This is a cracker of a film that is held together by Cagney’s outstanding performance. He genuinely seems evil and unhinged and the scenes he shares with his overbearing mother are classic. Despite his small stature he is a real presence and you can tell the other actors aren’t feigning their fear when he kicks off.

The investigation side of things is well handled by the inside man and there are real scenes of tension as he infiltrates his way into Cagney’s affections. Less good are the treasury men who spend too long explaining their fancy triangulation device that helps track the felons down.
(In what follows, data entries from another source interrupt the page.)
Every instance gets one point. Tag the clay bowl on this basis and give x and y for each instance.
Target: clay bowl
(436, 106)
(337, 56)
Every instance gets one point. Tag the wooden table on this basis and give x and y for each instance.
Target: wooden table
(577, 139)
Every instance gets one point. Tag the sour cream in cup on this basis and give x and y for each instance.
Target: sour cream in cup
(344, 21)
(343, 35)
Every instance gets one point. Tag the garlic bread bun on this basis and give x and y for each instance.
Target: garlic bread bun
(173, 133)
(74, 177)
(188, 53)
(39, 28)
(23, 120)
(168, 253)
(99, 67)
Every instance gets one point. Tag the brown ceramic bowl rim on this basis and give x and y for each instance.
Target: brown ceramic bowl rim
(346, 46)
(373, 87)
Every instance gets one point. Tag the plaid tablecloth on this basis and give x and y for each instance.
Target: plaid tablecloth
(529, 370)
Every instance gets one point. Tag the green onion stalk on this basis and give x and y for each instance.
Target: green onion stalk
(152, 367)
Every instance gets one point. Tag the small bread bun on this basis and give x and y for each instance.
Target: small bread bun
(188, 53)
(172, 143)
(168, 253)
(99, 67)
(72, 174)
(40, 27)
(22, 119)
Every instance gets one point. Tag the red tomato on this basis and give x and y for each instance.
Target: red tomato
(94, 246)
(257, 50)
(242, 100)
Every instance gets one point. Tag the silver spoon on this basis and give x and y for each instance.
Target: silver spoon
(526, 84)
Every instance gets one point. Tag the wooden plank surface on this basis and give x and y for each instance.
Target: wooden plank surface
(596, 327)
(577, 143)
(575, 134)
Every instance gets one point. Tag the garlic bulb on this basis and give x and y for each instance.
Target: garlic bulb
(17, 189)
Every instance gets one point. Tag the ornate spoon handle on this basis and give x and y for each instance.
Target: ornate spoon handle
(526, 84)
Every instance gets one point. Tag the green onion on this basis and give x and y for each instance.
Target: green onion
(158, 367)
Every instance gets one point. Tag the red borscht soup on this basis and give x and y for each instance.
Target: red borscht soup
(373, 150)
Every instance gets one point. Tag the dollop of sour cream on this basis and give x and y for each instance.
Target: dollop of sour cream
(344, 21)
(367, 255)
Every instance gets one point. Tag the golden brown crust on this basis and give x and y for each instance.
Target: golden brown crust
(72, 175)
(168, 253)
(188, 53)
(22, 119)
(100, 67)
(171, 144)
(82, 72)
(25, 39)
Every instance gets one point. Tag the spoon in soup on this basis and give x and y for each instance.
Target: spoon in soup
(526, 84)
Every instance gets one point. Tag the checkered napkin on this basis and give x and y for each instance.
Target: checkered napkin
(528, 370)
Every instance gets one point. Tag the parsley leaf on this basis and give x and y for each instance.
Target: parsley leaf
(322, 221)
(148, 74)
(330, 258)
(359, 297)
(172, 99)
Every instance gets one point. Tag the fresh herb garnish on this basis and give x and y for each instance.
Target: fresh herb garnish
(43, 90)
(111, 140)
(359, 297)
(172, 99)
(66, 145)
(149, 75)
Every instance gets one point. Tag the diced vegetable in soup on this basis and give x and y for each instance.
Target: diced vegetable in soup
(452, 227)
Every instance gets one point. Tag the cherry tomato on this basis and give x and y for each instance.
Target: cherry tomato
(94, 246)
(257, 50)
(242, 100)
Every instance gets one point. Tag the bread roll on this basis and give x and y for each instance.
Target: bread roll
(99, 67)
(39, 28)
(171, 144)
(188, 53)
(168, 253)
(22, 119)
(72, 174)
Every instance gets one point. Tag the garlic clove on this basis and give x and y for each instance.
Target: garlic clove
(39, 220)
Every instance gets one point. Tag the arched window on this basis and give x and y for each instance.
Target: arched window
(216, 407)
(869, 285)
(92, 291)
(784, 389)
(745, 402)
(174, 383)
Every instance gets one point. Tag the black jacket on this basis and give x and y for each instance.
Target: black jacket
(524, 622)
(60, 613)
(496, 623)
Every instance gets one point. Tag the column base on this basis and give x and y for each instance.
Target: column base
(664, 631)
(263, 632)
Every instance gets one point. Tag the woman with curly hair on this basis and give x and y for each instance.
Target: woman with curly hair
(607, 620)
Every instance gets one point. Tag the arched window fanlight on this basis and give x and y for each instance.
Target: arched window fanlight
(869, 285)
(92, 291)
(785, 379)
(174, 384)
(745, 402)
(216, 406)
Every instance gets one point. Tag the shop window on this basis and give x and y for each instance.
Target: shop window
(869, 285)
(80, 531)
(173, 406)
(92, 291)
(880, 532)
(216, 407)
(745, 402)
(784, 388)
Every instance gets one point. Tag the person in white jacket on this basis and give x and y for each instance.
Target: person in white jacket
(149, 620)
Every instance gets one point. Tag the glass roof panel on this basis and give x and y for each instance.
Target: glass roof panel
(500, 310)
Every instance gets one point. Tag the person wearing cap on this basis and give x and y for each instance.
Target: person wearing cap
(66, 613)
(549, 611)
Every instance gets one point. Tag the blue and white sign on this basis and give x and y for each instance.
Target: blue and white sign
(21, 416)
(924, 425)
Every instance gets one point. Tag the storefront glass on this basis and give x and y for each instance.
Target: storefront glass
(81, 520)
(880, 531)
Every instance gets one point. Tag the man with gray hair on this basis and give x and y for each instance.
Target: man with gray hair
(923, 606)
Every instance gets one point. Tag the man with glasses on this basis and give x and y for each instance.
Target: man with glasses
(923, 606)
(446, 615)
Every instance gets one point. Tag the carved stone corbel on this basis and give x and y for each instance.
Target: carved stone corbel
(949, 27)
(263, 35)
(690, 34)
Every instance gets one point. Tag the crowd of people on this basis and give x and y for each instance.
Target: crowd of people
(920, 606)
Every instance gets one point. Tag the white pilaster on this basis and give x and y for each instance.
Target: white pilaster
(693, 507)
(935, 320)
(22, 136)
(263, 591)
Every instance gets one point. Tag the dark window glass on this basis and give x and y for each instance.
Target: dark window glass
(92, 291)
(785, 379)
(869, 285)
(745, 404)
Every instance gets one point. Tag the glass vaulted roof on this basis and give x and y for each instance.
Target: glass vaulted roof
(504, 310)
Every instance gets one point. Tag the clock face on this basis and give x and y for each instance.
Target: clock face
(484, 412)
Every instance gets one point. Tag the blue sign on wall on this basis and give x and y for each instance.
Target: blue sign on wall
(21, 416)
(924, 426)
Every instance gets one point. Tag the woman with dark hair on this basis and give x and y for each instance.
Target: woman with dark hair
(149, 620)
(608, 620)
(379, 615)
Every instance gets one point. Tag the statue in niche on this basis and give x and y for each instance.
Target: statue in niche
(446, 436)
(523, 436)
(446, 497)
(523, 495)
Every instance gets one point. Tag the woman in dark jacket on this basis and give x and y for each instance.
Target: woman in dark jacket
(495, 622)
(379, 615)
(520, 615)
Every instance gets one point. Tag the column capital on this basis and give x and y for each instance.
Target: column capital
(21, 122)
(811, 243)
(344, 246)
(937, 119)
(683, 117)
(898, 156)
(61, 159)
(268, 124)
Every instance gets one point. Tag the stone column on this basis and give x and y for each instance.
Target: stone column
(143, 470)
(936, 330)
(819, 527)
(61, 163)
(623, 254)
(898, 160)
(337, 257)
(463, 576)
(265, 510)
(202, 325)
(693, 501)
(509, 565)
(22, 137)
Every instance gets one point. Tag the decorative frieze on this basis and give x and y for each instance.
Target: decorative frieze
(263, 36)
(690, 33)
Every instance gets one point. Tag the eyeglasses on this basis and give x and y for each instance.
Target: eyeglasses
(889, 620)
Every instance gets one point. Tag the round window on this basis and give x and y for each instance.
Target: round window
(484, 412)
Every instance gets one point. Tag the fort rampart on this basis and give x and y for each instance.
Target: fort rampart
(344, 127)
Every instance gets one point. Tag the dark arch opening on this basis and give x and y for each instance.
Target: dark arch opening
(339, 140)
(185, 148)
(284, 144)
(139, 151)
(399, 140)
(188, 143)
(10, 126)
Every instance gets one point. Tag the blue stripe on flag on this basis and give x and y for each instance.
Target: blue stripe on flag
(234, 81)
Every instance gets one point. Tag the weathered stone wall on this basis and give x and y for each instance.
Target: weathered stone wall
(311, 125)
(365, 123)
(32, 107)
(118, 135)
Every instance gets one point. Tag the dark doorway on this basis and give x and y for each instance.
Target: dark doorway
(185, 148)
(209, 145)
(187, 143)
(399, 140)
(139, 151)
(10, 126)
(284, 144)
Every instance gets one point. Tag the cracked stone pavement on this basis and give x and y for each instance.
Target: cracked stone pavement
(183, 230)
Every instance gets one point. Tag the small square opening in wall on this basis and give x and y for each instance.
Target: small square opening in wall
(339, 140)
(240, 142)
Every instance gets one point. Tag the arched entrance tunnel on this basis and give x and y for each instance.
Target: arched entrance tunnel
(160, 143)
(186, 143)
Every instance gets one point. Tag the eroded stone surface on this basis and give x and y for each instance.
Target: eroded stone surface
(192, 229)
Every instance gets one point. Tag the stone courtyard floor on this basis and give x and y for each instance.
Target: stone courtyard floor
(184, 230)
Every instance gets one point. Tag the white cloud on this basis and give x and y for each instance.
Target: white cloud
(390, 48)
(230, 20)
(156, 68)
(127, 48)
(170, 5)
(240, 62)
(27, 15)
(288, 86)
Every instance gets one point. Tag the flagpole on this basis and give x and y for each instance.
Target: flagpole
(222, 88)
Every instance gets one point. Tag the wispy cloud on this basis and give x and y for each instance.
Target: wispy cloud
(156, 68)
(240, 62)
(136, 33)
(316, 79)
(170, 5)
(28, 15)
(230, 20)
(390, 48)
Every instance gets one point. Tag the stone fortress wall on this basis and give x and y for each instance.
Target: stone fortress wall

For its era the film is very violent, with gangsters and cops alike being killed by the cartload. There is also some fruity dialogue and wife slapping going on, as well as a few cold bloodied murders. Despite him being a classic screen bad guy Cagney does well to gain a bit of sympathy for his headaches and slutty wife. We’re not very sad when he gets his comeuppance (as he really had to) but we do mourn the passing of a great character.

If you’ve never seen ‘White Heat’ give it a look, it’s easily one of the best gangster/prison break movies ever. Top of the list Ma!

Best Bit : The train raid sets the brutal agenda



‘W’ Score 20/23

Thursday, 11 September 2008

No.67 : Who Framed Roger Rabbit (1988)



Who Framed Roger Rabbit at the IMDb

Here we go with one of the more famous ‘W’ movies, and another with a question in the title with the supposedly unlucky question mark omitted.

This was a groundbreaking film in it’s time, that saw it marry live action and animation almost seamlessly. Unlike previous films that had attempted this tricky feat, like ‘Bed Knobs and Broomsticks’, the people actually interact with the animations and they inhabit the same universe.

Bob Hoskins stars as Eddie Valliant a drunk private eye who gets his booze money by taking seedy photos of people having too good a time. He used to be in partnership with his brother until he was killed by a piano dropped by a cartoon character or ‘Toon’.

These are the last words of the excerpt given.